Published online Jul 16, 2015. doi: 10.12998/wjcc.v3.i7.635
Peer-review started: July 18, 2014
First decision: August 28, 2014
Revised: March 9, 2015
Accepted: April 10, 2015
Article in press: April 14, 2015
Published online: July 16, 2015
Processing time: 375 Days and 3.9 Hours
Intra-partum foetal death has been variously defined. However, a definition adopted at a technical consultation in 2006 is employed in this review. The quality of intra-partum care is a crucial factor for pregnancy outcome for both mothers and new-borns. Intra-partum stillbirth is defined as late foetal death during labour, which clinically presents as fresh stillbirth. The largest proportion of the world’s stillbirths occurs in the late preterm, term and intra-partum periods. The Western Pacific region has the greatest reduction in stillbirth with a 3.8% annual decline between 1995 and 2009; however, the annual decline in the African region is less than 1%. Caesarean delivery is still uncommon, especially in rural areas: 1% of births in rural Sub-Saharan Africa and 5% in rural South Asia are by caesarean delivery; 62% of stillbirths occurred during the intra-partum period; 61.4% of stillbirths are attributable to obstetrical complications. Preventive measures aimed at reducing the incidence of intra-partum foetal death entail all measures aimed at improving quality antenatal care and preventing intra-partum asphyxia. This review discusses intra-partum foetal deaths from a Sub-Saharan African perspective. It explores the contribution of research within the region to identifying its impact on new-born health and potential cost-effective policy interventions.

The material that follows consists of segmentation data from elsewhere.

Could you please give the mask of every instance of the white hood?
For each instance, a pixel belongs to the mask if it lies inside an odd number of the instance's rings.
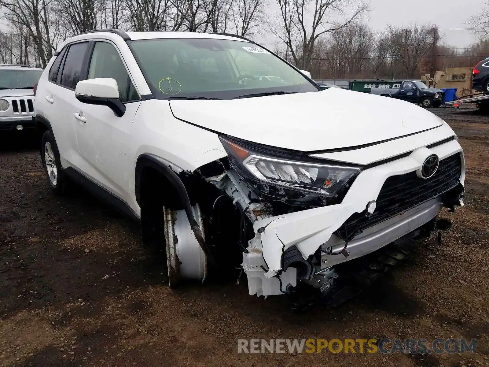
[[[176,117],[245,140],[302,151],[381,141],[441,126],[404,101],[337,88],[230,100],[170,101]]]

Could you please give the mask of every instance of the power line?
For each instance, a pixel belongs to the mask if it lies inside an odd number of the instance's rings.
[[[482,56],[480,55],[427,55],[427,56],[386,56],[383,57],[381,56],[362,56],[361,57],[340,57],[340,58],[334,58],[329,59],[326,57],[313,57],[311,58],[311,60],[328,60],[332,61],[335,61],[338,60],[372,60],[375,59],[385,59],[385,60],[391,60],[391,59],[402,59],[405,57],[406,59],[432,59],[436,58],[484,58],[485,56]]]

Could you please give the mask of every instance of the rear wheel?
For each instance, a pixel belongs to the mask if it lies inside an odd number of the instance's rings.
[[[425,108],[433,106],[433,100],[431,97],[424,97],[421,100],[421,105]]]
[[[64,191],[67,179],[60,163],[60,154],[51,132],[47,130],[43,135],[41,160],[44,167],[47,184],[56,194]]]

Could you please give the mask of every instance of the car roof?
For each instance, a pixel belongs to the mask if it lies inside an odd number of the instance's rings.
[[[1,65],[0,65],[0,70],[39,70],[41,71],[43,71],[43,69],[39,68],[31,68],[30,67]]]
[[[235,40],[249,42],[238,36],[217,33],[200,33],[196,32],[128,32],[132,41],[151,40],[155,38],[211,38],[217,40]]]
[[[203,33],[196,32],[125,32],[118,29],[95,29],[73,36],[66,40],[58,45],[55,56],[67,45],[85,40],[94,39],[102,39],[116,41],[118,39],[124,41],[138,41],[140,40],[164,39],[178,38],[202,38],[216,40],[228,40],[241,41],[246,43],[252,43],[253,41],[245,37],[237,35],[228,33]]]

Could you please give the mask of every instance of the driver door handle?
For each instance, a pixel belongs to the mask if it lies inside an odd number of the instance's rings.
[[[73,115],[75,116],[75,118],[79,121],[80,122],[83,122],[85,123],[87,122],[87,118],[85,116],[83,115],[83,114],[81,112],[75,112]]]

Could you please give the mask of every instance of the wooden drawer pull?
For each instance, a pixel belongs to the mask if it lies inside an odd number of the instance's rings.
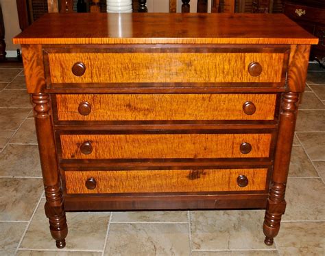
[[[241,145],[240,150],[243,154],[248,154],[252,151],[252,145],[248,142],[243,142]]]
[[[262,66],[258,62],[252,62],[248,65],[248,73],[252,76],[258,76],[262,73]]]
[[[89,178],[86,181],[86,187],[88,189],[95,189],[97,185],[96,181],[93,177]]]
[[[86,72],[86,66],[82,62],[75,62],[72,67],[72,73],[75,76],[82,76]]]
[[[78,112],[82,115],[88,115],[91,112],[91,105],[87,102],[83,102],[79,104]]]
[[[82,154],[89,154],[93,152],[93,146],[91,141],[84,142],[80,146],[80,151]]]
[[[248,115],[253,115],[256,110],[255,104],[252,102],[246,102],[243,104],[243,110]]]
[[[237,178],[237,185],[241,187],[246,187],[248,185],[248,178],[245,175],[239,175]]]

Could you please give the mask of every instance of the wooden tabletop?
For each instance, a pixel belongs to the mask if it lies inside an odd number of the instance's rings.
[[[317,44],[284,14],[48,14],[19,44]]]

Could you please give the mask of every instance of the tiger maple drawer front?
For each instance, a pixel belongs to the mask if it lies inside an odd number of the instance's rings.
[[[265,191],[267,169],[64,172],[67,194]]]
[[[58,121],[273,120],[276,94],[57,95]]]
[[[285,54],[283,52],[50,52],[47,54],[52,86],[73,83],[189,83],[189,86],[191,86],[191,83],[284,81],[282,78]]]
[[[271,134],[60,135],[63,159],[269,157]]]

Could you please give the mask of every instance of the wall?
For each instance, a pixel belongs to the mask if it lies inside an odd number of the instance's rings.
[[[0,0],[0,4],[2,6],[2,14],[5,23],[5,41],[7,45],[5,50],[9,51],[7,52],[7,57],[16,57],[16,50],[19,49],[20,47],[12,43],[12,38],[21,32],[18,21],[16,1]],[[12,54],[14,54],[14,56],[12,56]]]

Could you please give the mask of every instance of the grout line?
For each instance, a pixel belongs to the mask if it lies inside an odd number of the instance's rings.
[[[104,243],[103,251],[101,252],[101,256],[104,256],[105,250],[106,249],[107,239],[108,238],[108,232],[110,231],[110,223],[112,222],[112,218],[113,213],[111,211],[110,215],[110,219],[108,220],[108,224],[107,225],[106,235],[105,236],[105,242]]]
[[[77,250],[77,249],[66,249],[65,248],[62,249],[29,249],[29,248],[19,248],[17,251],[47,251],[47,252],[55,252],[55,253],[60,253],[60,252],[76,252],[76,253],[101,253],[101,251],[99,250]]]
[[[189,222],[112,222],[112,224],[188,224]]]
[[[189,220],[189,246],[190,246],[190,255],[192,255],[192,233],[191,232],[191,211],[187,211],[187,218]]]
[[[245,251],[245,252],[250,252],[250,251],[252,251],[252,252],[255,252],[255,251],[277,251],[276,249],[272,249],[272,248],[269,248],[269,249],[220,249],[220,250],[218,250],[218,249],[212,249],[212,250],[208,250],[208,249],[197,249],[197,250],[193,250],[193,252],[231,252],[231,251],[235,251],[235,252],[238,252],[238,251]]]
[[[318,100],[320,100],[322,103],[323,103],[322,101],[322,99],[317,95],[317,93],[314,91],[314,90],[313,90],[313,89],[311,87],[310,84],[308,84],[307,83],[306,83],[306,84],[308,85],[308,87],[311,90],[311,91],[315,94],[316,97]]]
[[[42,194],[42,195],[43,195],[43,194]],[[19,241],[19,243],[18,244],[17,248],[16,248],[16,251],[15,251],[15,253],[14,253],[15,255],[17,254],[18,249],[21,246],[21,242],[23,242],[23,240],[24,239],[25,235],[26,235],[27,231],[28,228],[30,226],[30,223],[32,222],[32,220],[33,219],[34,216],[35,215],[35,213],[36,212],[37,209],[38,208],[38,207],[40,204],[40,201],[43,200],[42,195],[40,195],[40,199],[38,200],[38,202],[37,202],[36,206],[35,209],[34,209],[33,213],[32,214],[32,216],[29,219],[29,221],[28,222],[28,224],[26,226],[26,229],[25,229],[25,231],[23,233],[23,235],[21,236],[21,238]]]
[[[325,184],[325,181],[324,181],[323,178],[322,178],[322,175],[320,175],[320,172],[318,172],[318,169],[315,166],[315,164],[314,164],[313,160],[311,159],[311,156],[309,156],[309,154],[308,154],[306,148],[305,148],[304,146],[302,144],[302,143],[301,142],[300,139],[299,139],[299,137],[298,137],[298,136],[297,136],[297,139],[298,139],[298,141],[300,143],[301,146],[302,147],[302,149],[304,150],[304,152],[305,152],[306,154],[307,155],[308,159],[309,159],[310,162],[311,163],[311,165],[312,165],[313,167],[314,167],[315,171],[315,172],[317,172],[317,174],[318,174],[318,176],[320,177],[320,180],[322,181],[323,184]],[[315,161],[317,161],[317,160],[315,160]]]
[[[14,137],[14,135],[16,135],[16,134],[17,133],[18,130],[21,128],[21,126],[23,125],[23,123],[25,123],[25,121],[27,120],[27,117],[29,117],[29,115],[30,115],[30,113],[33,110],[32,109],[29,113],[27,115],[26,117],[22,121],[22,122],[21,123],[21,124],[18,126],[17,129],[16,130],[15,130],[15,132],[13,133],[12,136],[11,137],[10,139],[9,139],[7,141],[7,143],[5,143],[5,146],[3,147],[3,148],[2,149],[2,150],[0,151],[0,153],[1,153],[3,150],[5,149],[5,148],[7,147],[7,145],[9,145],[10,143],[10,141],[12,139],[12,138]]]
[[[281,220],[281,223],[282,222],[288,222],[288,223],[290,223],[290,222],[293,222],[293,223],[295,223],[295,222],[325,222],[325,220]]]

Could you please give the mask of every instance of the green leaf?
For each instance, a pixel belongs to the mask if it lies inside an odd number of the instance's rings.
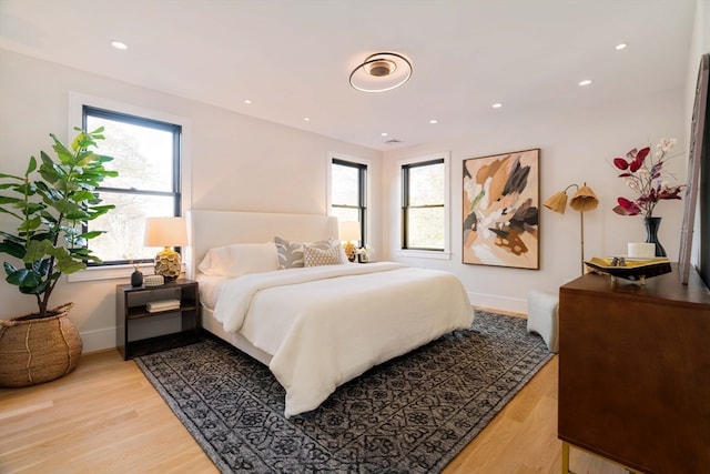
[[[30,162],[27,165],[27,171],[24,172],[24,175],[27,177],[34,170],[37,170],[37,159],[34,157],[30,157]]]
[[[6,240],[3,242],[0,242],[0,252],[7,253],[8,255],[12,255],[16,259],[22,260],[24,259],[27,249],[24,248],[24,244]]]
[[[0,178],[10,178],[11,180],[24,181],[24,178],[16,177],[14,174],[0,173]]]

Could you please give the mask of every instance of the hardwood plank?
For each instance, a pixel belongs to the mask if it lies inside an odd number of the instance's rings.
[[[558,474],[557,371],[555,356],[444,473]],[[135,363],[114,350],[84,355],[60,380],[0,389],[0,423],[2,473],[217,472]],[[570,458],[578,474],[623,473],[577,450]]]

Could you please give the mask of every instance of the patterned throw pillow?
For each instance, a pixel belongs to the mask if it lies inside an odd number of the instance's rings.
[[[276,253],[278,255],[278,270],[302,269],[304,266],[303,252],[305,250],[306,243],[290,242],[280,236],[275,236],[274,242],[276,243]],[[321,250],[328,250],[332,246],[329,240],[321,240],[307,245]]]
[[[314,245],[306,245],[304,252],[304,266],[341,265],[341,251],[336,246],[327,250]]]

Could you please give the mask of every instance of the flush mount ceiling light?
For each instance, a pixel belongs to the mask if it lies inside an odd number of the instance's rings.
[[[351,85],[363,92],[385,92],[404,84],[412,77],[412,63],[396,52],[378,52],[365,58],[351,72]]]

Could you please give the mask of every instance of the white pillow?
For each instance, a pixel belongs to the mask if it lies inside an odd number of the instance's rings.
[[[327,250],[306,245],[303,251],[303,266],[342,265],[341,251],[336,246]]]
[[[270,272],[278,268],[276,245],[234,243],[210,249],[197,270],[205,275],[235,278],[246,273]]]

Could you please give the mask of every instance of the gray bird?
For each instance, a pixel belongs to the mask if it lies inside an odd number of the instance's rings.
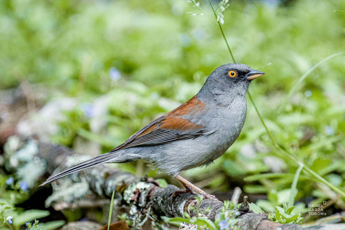
[[[243,64],[227,64],[213,72],[198,93],[150,122],[109,152],[50,176],[43,186],[103,163],[144,159],[205,198],[216,200],[180,175],[223,155],[239,135],[247,114],[246,96],[252,80],[265,74]]]

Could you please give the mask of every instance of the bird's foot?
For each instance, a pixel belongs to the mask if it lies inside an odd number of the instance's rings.
[[[175,191],[174,193],[172,194],[172,196],[171,196],[171,197],[173,198],[174,197],[179,194],[182,194],[184,193],[191,193],[195,195],[198,194],[197,193],[193,191],[191,188],[189,188],[189,189],[186,188],[185,190],[178,190]]]
[[[208,199],[209,200],[211,200],[215,201],[219,201],[219,200],[217,199],[215,196],[213,196],[213,195],[209,194],[208,193],[206,193],[201,194],[204,196],[204,198],[205,199]]]

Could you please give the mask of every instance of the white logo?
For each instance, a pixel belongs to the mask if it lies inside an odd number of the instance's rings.
[[[319,204],[308,204],[308,207],[309,215],[311,216],[326,216],[327,214],[326,212],[323,211],[323,205],[326,204],[326,201],[324,201],[323,203]]]

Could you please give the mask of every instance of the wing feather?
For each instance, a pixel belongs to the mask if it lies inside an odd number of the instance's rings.
[[[197,96],[176,109],[151,122],[110,152],[132,147],[159,144],[195,138],[204,133],[205,115],[208,112]],[[203,119],[201,117],[204,116]]]

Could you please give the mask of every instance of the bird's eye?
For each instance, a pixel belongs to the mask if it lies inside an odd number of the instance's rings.
[[[230,78],[233,78],[237,76],[237,72],[236,72],[236,70],[231,70],[228,72],[228,74],[229,74]]]

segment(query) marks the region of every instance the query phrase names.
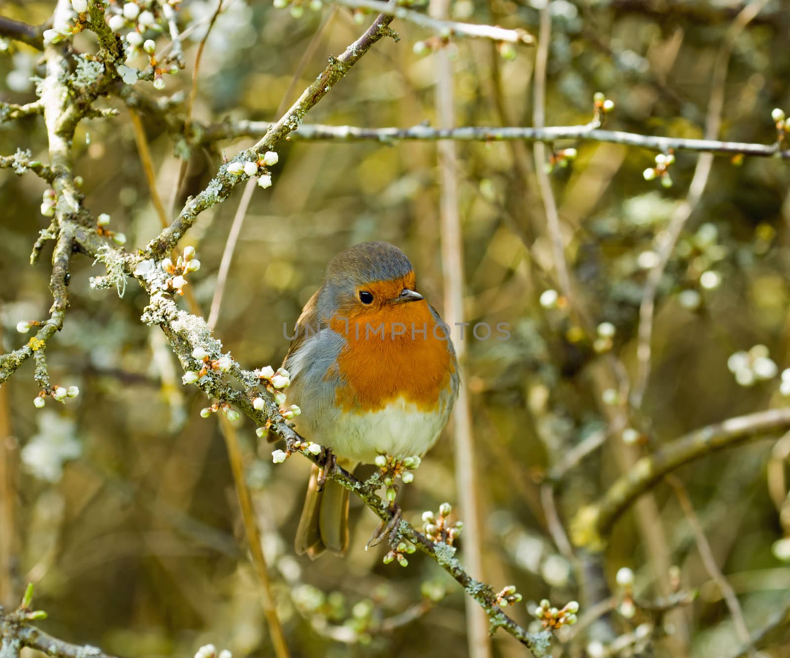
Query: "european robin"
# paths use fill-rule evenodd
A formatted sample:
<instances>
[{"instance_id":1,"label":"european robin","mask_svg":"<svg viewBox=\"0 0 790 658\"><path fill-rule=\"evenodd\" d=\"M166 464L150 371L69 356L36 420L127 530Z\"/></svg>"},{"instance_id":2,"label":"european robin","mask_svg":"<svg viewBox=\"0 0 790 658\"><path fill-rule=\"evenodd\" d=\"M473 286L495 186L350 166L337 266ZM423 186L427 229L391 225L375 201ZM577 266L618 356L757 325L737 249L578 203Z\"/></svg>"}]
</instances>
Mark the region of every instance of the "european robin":
<instances>
[{"instance_id":1,"label":"european robin","mask_svg":"<svg viewBox=\"0 0 790 658\"><path fill-rule=\"evenodd\" d=\"M425 454L458 393L450 329L417 291L406 255L388 243L337 254L296 323L283 363L297 430L352 472L378 455ZM315 559L348 549L348 491L313 466L295 542Z\"/></svg>"}]
</instances>

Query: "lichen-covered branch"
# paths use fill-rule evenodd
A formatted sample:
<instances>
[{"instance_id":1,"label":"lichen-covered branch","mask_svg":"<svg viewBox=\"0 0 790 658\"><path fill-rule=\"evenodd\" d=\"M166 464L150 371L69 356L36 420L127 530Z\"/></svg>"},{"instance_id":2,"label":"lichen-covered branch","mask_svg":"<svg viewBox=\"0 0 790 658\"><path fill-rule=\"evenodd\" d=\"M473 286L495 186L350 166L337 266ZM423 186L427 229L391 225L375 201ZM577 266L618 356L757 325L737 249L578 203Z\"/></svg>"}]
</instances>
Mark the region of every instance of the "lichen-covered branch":
<instances>
[{"instance_id":1,"label":"lichen-covered branch","mask_svg":"<svg viewBox=\"0 0 790 658\"><path fill-rule=\"evenodd\" d=\"M494 25L442 21L414 9L398 6L394 2L384 2L382 0L332 0L332 2L352 9L371 9L401 21L408 21L409 23L414 23L421 28L428 28L442 37L468 36L476 39L491 39L494 41L502 41L509 43L532 43L533 40L532 35L526 30L510 30Z\"/></svg>"},{"instance_id":2,"label":"lichen-covered branch","mask_svg":"<svg viewBox=\"0 0 790 658\"><path fill-rule=\"evenodd\" d=\"M382 37L391 36L389 25L391 16L378 16L359 39L346 48L338 58L331 58L329 63L315 81L302 92L296 102L285 112L276 123L274 123L265 135L254 146L241 151L228 163L220 167L216 175L197 197L186 202L183 209L167 228L148 244L147 254L160 258L171 250L186 231L204 210L227 199L233 188L243 179L228 171L231 163L244 163L258 158L264 152L272 149L288 133L295 130L302 123L304 115L326 92L343 77L363 55Z\"/></svg>"},{"instance_id":3,"label":"lichen-covered branch","mask_svg":"<svg viewBox=\"0 0 790 658\"><path fill-rule=\"evenodd\" d=\"M271 124L262 121L239 121L205 126L201 141L206 143L242 137L257 137L266 134ZM196 128L196 130L199 130ZM604 130L590 124L554 126L546 128L517 126L493 127L466 126L461 128L432 128L414 126L411 128L364 128L356 126L323 126L303 124L294 130L293 137L325 141L559 141L578 140L605 144L634 146L656 152L668 151L708 152L720 156L744 155L756 157L790 159L790 149L777 143L754 144L741 141L720 141L709 139L685 139L673 137L641 135L621 130Z\"/></svg>"},{"instance_id":4,"label":"lichen-covered branch","mask_svg":"<svg viewBox=\"0 0 790 658\"><path fill-rule=\"evenodd\" d=\"M707 425L640 459L595 503L581 508L571 522L577 546L600 551L615 522L668 473L725 448L790 427L790 408L769 409Z\"/></svg>"}]
</instances>

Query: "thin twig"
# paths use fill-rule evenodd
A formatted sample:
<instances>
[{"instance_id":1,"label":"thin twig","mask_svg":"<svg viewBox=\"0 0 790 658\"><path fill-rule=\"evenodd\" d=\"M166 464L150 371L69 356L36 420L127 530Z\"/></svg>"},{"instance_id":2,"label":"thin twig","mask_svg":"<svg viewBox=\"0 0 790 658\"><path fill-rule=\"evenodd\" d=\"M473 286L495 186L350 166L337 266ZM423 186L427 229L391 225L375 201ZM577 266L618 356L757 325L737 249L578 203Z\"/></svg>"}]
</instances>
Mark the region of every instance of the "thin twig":
<instances>
[{"instance_id":1,"label":"thin twig","mask_svg":"<svg viewBox=\"0 0 790 658\"><path fill-rule=\"evenodd\" d=\"M437 18L431 13L427 16L419 11L401 7L394 2L381 0L331 0L338 5L352 9L371 9L378 13L392 16L401 21L408 21L421 28L428 28L442 36L468 36L476 39L491 39L494 41L506 41L510 43L532 43L532 37L526 30L508 30L493 25L476 25L472 23L457 23L446 18Z\"/></svg>"},{"instance_id":2,"label":"thin twig","mask_svg":"<svg viewBox=\"0 0 790 658\"><path fill-rule=\"evenodd\" d=\"M581 508L571 522L577 546L600 550L615 521L640 496L668 473L717 450L732 448L763 434L790 427L790 408L769 409L706 425L664 444L640 459L592 505Z\"/></svg>"},{"instance_id":3,"label":"thin twig","mask_svg":"<svg viewBox=\"0 0 790 658\"><path fill-rule=\"evenodd\" d=\"M753 0L738 14L730 25L724 36L724 43L716 56L713 64L713 91L708 103L708 115L705 122L705 138L715 140L721 126L721 113L724 107L724 85L727 81L727 70L729 67L730 55L735 41L747 25L767 4L767 0ZM777 146L778 148L778 145ZM659 284L664 276L664 270L669 261L678 239L683 232L686 222L699 204L705 192L710 170L713 164L713 156L710 152L703 153L697 160L694 176L689 186L688 194L681 203L669 221L666 235L658 248L658 262L648 273L645 282L645 291L639 305L639 331L637 346L637 375L631 389L630 402L635 408L641 406L650 378L650 359L652 355L653 318L656 308L656 295Z\"/></svg>"},{"instance_id":4,"label":"thin twig","mask_svg":"<svg viewBox=\"0 0 790 658\"><path fill-rule=\"evenodd\" d=\"M431 0L429 10L434 19L444 21L450 11L449 0ZM435 55L437 83L434 103L438 120L442 128L455 124L453 62L445 48ZM444 269L444 318L450 326L464 319L464 240L458 208L458 172L456 146L452 141L437 145L439 169L439 222L442 265ZM466 344L457 341L458 373L464 379ZM464 542L464 556L469 569L483 574L483 532L480 526L480 500L477 492L474 433L472 410L465 386L461 386L453 410L453 439L455 446L455 486L458 503L468 530ZM474 601L466 600L467 643L472 658L491 655L488 621Z\"/></svg>"},{"instance_id":5,"label":"thin twig","mask_svg":"<svg viewBox=\"0 0 790 658\"><path fill-rule=\"evenodd\" d=\"M683 483L674 475L670 474L664 479L675 492L675 498L677 498L680 506L683 509L686 520L688 521L689 526L691 528L691 532L694 533L694 541L697 543L697 550L699 551L700 558L702 558L705 570L708 572L708 575L710 576L713 582L718 585L719 591L721 592L721 595L724 597L727 607L730 611L730 615L732 615L732 623L735 626L735 634L738 636L739 641L742 645L747 646L749 656L754 656L754 649L750 645L749 629L747 627L746 620L743 619L743 611L741 610L740 603L738 603L738 597L732 589L732 585L724 577L724 574L721 573L721 570L719 569L719 566L716 563L713 551L711 551L708 538L705 536L702 526L700 525L697 513L694 511L694 506L691 504L688 494L686 492L686 487L683 487Z\"/></svg>"}]
</instances>

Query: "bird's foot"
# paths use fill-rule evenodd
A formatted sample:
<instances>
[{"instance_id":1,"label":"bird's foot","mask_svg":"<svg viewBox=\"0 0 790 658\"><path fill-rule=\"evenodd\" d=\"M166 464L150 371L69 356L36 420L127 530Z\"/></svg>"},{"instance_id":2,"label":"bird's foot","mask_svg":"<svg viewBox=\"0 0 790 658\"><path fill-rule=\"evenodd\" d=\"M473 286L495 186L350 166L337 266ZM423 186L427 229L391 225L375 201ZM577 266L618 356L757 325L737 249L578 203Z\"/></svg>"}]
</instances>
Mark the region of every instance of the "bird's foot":
<instances>
[{"instance_id":1,"label":"bird's foot","mask_svg":"<svg viewBox=\"0 0 790 658\"><path fill-rule=\"evenodd\" d=\"M331 448L327 448L324 452L323 463L321 464L321 470L318 471L318 477L316 480L318 490L324 491L324 485L326 484L326 477L330 471L333 471L337 465L337 457L332 453Z\"/></svg>"},{"instance_id":2,"label":"bird's foot","mask_svg":"<svg viewBox=\"0 0 790 658\"><path fill-rule=\"evenodd\" d=\"M385 538L386 538L390 546L396 546L401 535L401 521L403 519L403 511L400 506L394 502L390 503L389 509L393 513L388 521L382 521L378 527L373 531L371 539L365 544L367 551L371 546L378 546Z\"/></svg>"}]
</instances>

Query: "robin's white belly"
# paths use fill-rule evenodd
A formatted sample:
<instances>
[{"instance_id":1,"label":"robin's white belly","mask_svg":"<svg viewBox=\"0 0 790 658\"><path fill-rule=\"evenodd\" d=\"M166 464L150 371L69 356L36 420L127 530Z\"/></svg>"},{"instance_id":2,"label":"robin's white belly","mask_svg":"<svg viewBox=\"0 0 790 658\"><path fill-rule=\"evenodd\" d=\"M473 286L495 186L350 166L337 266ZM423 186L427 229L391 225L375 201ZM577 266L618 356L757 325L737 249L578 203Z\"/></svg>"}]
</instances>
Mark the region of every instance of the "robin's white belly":
<instances>
[{"instance_id":1,"label":"robin's white belly","mask_svg":"<svg viewBox=\"0 0 790 658\"><path fill-rule=\"evenodd\" d=\"M347 411L333 416L329 423L315 423L307 436L332 448L338 457L362 464L372 464L381 454L422 457L433 447L446 422L438 412L421 411L403 399L380 411Z\"/></svg>"}]
</instances>

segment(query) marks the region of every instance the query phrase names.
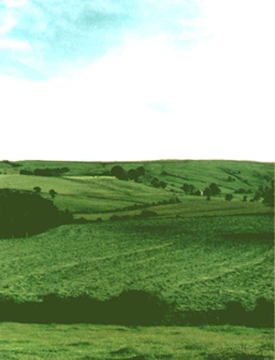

Core tip: Intra-partum foetal death includes intra-uterine deaths that occur within 12 h of delivery of a new-born weighing more than 1000 g, or that had more than 28 wk of gestation, but could not be resuscitated. Sub-Saharan Africa has the lowest recorded decline of intra-partum foetal deaths; however, this region recorded a doubling of her annual rate of reduction to 3.1% during 2000-2011, from 1.5% during 1990-2000. Impacts of research within the region towards improved new-born health and cost-effective policy interventions are examined.